Legislative attempts to curb use of potentially lethal drugs resemble shooting an arrow and then drawing a target around where it hit. Locking up dealers and traffickers, creating prescription databases and prescribing limits, and promoting Narcan availability all deal with control of the supply and its aftermath. The demand is unchanged. Within a cultural adoration of the buzz, our current crisis can only be curbed by control of the demand. If a drug user wants a drug, they will get that drug. It's the American freedom thing. 

In 1967, 72 percent of adult men smoked. Today, 72 percent don't. Prevention works. If there is genuine interest in healthy outcomes and preventing premature death from opioids, permissiveness of the starter or feeder or gateway or predecessor drug has to be addressed on five levels to reduce demand for all antecessor drugs.
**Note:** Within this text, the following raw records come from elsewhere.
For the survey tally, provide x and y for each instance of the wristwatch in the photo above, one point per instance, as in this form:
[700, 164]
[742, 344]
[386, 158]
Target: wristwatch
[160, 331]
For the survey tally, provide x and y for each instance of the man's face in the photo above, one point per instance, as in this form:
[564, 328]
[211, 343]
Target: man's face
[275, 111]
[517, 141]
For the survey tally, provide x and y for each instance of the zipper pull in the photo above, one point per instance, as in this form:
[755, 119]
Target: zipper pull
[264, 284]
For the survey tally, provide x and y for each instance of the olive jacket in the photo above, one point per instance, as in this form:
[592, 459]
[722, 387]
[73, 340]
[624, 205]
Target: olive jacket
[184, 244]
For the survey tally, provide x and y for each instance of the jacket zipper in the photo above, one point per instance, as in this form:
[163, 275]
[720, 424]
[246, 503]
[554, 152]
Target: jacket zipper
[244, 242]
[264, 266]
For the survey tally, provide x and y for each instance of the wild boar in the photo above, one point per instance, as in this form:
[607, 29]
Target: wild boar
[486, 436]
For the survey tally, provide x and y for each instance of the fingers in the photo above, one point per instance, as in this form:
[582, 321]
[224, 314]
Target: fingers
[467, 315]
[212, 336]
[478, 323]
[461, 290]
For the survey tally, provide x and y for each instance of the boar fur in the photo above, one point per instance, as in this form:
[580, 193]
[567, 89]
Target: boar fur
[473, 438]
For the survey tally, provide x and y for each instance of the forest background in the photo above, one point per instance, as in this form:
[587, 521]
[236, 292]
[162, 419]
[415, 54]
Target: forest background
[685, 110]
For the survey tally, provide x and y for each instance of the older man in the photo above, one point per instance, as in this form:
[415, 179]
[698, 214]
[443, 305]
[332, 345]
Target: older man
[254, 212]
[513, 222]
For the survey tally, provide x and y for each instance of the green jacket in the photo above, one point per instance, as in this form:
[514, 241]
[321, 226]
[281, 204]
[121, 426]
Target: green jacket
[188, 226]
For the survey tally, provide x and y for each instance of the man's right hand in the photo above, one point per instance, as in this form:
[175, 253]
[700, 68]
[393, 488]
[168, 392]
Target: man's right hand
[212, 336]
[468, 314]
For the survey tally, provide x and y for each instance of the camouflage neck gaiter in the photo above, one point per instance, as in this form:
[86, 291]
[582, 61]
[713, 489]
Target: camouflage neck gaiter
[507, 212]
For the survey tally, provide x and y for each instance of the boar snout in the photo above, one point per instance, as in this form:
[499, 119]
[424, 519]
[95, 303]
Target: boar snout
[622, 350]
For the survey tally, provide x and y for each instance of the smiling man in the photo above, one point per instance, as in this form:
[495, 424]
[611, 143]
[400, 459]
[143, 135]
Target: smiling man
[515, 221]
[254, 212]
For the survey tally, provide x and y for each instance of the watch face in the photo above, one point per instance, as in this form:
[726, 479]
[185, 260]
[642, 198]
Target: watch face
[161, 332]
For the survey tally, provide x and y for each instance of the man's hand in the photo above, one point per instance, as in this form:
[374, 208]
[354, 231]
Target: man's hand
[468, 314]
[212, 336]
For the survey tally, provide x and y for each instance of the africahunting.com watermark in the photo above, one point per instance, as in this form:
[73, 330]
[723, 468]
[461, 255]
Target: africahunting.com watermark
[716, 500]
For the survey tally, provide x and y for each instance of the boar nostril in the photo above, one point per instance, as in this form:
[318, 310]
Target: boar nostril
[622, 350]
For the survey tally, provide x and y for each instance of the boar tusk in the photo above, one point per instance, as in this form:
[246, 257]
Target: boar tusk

One of those ways is not legalizing recreational use of marijuana.

When we rethink the drink we can douse the pandemic that begat the current opioid crisis. Legislators and treatment experts must lead the transition from managing aftermaths of the current crisis to retention of the next one. And phase out the ancient alcohol crisis – the elephant in the room – western culture ignores.